From 5021eaa9c7de9adf23a849fed5284824ff2e2c1d Mon Sep 17 00:00:00 2001
From: EruditionHerta <m18635213634@163.com>
Date: Sat, 18 Apr 2026 18:56:18 +0800
Subject: [PATCH] feat: add GPU inference option to web UI

Allow users to select CUDA device for inference in the web interface.
Previously the app was forced to CPU-only mode. Now supports:
- `--device cuda` to start on GPU
- `--device auto` to auto-detect (GPU if available, else CPU)
- Device selector dropdown in the web UI
- Dynamic GPU runtime creation when requested per-request
- `/health` endpoint reports `cuda_available`
---
 app.py | 128 +++++++++++++++++++++++++++++++++++++++++++++++----------
 1 file changed, 106 insertions(+), 22 deletions(-)

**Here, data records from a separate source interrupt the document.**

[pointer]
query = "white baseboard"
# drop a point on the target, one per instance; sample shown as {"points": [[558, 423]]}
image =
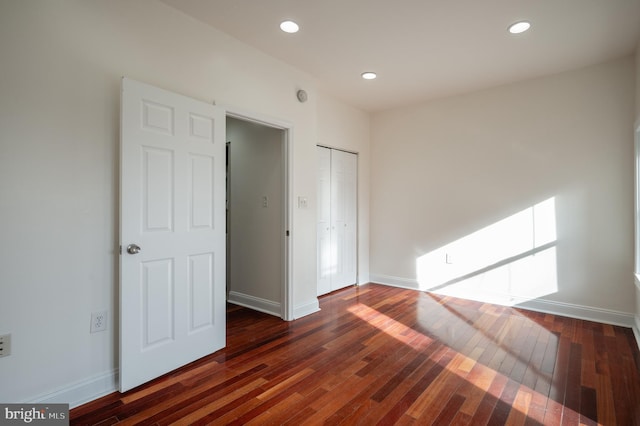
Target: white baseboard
{"points": [[589, 313], [306, 309], [81, 392], [255, 303], [395, 281]]}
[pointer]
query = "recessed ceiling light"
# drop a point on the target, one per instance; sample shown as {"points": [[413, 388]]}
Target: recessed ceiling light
{"points": [[289, 27], [519, 27]]}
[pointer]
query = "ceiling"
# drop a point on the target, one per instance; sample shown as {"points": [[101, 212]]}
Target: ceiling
{"points": [[425, 49]]}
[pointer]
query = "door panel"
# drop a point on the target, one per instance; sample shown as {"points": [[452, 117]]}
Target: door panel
{"points": [[326, 266], [172, 293], [337, 219]]}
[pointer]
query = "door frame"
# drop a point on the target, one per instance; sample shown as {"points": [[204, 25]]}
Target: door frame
{"points": [[286, 302]]}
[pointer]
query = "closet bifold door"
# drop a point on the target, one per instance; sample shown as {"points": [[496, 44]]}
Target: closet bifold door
{"points": [[337, 219]]}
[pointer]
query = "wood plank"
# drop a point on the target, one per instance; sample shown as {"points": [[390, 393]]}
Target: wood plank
{"points": [[381, 355]]}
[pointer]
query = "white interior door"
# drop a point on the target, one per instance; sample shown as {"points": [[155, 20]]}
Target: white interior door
{"points": [[326, 266], [343, 218], [172, 289], [337, 219]]}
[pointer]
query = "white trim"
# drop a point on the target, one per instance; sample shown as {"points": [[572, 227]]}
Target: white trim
{"points": [[306, 309], [589, 313], [395, 281], [82, 391], [286, 303], [571, 310], [636, 330], [255, 303]]}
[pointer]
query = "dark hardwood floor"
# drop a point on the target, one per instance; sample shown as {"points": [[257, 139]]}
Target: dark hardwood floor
{"points": [[382, 355]]}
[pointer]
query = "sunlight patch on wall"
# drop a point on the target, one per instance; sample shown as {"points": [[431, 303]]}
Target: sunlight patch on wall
{"points": [[508, 262]]}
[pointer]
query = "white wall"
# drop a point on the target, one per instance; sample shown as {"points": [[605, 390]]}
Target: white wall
{"points": [[341, 126], [255, 231], [59, 127], [447, 168]]}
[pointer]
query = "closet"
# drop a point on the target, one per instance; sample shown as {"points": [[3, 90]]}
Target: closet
{"points": [[337, 219]]}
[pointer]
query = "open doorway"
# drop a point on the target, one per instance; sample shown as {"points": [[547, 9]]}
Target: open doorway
{"points": [[257, 215]]}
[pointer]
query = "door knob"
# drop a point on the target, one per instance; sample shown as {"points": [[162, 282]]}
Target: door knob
{"points": [[133, 249]]}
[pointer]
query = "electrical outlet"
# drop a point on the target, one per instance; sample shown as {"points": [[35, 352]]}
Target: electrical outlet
{"points": [[5, 345], [98, 321]]}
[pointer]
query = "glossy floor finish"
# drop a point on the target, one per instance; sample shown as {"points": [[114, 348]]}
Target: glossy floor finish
{"points": [[382, 355]]}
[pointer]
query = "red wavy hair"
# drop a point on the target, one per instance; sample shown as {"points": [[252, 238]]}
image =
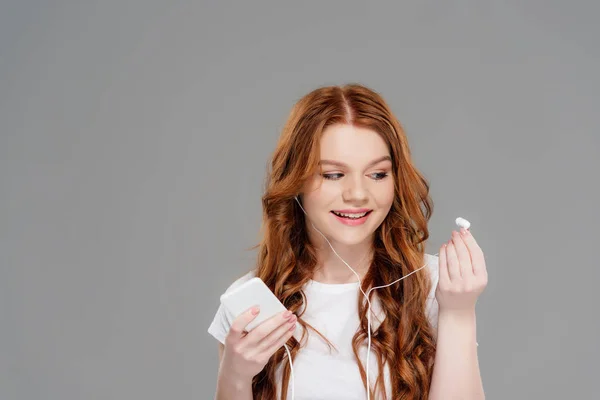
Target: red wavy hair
{"points": [[286, 258]]}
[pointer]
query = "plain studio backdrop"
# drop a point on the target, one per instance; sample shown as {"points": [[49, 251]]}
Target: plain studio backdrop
{"points": [[134, 142]]}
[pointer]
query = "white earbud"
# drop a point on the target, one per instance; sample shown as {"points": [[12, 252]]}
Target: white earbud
{"points": [[463, 223], [459, 221]]}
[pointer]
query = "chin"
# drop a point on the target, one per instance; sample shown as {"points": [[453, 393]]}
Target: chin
{"points": [[351, 239]]}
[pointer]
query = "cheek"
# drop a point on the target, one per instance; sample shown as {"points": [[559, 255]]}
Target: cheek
{"points": [[384, 194]]}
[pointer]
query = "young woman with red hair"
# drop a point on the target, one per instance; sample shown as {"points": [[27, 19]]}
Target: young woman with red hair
{"points": [[346, 157]]}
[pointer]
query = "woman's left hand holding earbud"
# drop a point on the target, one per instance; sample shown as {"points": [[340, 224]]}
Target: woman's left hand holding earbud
{"points": [[462, 274]]}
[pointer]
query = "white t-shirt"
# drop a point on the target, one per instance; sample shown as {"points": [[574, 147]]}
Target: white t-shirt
{"points": [[332, 309]]}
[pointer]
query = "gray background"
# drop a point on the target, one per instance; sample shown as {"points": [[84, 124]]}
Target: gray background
{"points": [[134, 140]]}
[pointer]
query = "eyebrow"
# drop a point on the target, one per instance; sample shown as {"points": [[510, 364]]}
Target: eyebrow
{"points": [[341, 164]]}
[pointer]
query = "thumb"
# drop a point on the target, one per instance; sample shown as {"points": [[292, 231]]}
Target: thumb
{"points": [[239, 324]]}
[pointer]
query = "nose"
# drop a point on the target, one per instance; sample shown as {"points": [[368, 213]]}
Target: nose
{"points": [[355, 191]]}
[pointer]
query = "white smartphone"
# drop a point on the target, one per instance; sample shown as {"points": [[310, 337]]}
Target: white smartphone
{"points": [[250, 293]]}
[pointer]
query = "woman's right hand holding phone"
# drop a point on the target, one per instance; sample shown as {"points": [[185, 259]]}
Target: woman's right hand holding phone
{"points": [[246, 353]]}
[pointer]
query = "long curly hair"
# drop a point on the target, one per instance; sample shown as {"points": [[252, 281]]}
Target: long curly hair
{"points": [[286, 259]]}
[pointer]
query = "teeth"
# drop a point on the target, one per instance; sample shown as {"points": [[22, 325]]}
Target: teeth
{"points": [[355, 216]]}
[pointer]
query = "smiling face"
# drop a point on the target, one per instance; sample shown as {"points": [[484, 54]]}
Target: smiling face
{"points": [[352, 194]]}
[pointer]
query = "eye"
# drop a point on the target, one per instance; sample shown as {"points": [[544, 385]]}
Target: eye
{"points": [[333, 176], [379, 175]]}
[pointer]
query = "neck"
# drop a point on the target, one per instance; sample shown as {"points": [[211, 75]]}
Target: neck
{"points": [[330, 269]]}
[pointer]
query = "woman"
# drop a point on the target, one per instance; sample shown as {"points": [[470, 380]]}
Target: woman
{"points": [[346, 157]]}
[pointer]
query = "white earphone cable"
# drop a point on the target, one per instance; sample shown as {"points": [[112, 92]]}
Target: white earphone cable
{"points": [[366, 295]]}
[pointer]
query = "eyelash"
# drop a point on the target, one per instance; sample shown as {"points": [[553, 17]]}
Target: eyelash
{"points": [[381, 176]]}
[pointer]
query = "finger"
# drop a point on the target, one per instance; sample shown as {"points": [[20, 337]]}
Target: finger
{"points": [[274, 337], [443, 266], [477, 258], [452, 260], [237, 329], [263, 329], [462, 252]]}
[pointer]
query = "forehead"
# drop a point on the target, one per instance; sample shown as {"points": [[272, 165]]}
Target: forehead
{"points": [[352, 145]]}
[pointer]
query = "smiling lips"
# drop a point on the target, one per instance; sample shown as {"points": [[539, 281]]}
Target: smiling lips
{"points": [[352, 217]]}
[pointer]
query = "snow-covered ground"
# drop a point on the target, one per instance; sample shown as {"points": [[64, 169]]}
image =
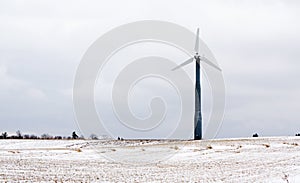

diff --git a/app.py b/app.py
index 1141b62..88e94d6 100644
--- a/app.py
+++ b/app.py
@@ -252,13 +252,24 @@ def __init__(self, default_runtime: NanoTTSService) -> None:
         self._lock = threading.Lock()
         self._cpu_execution_lock = threading.Lock()
         self._cpu_runtime: NanoTTSService | None = None
+        self._cuda_runtimes: dict[str, NanoTTSService] = {}
 
     @staticmethod
     def normalize_requested_execution_device(requested: str | None) -> str:
         normalized = str(requested or "default").strip().lower()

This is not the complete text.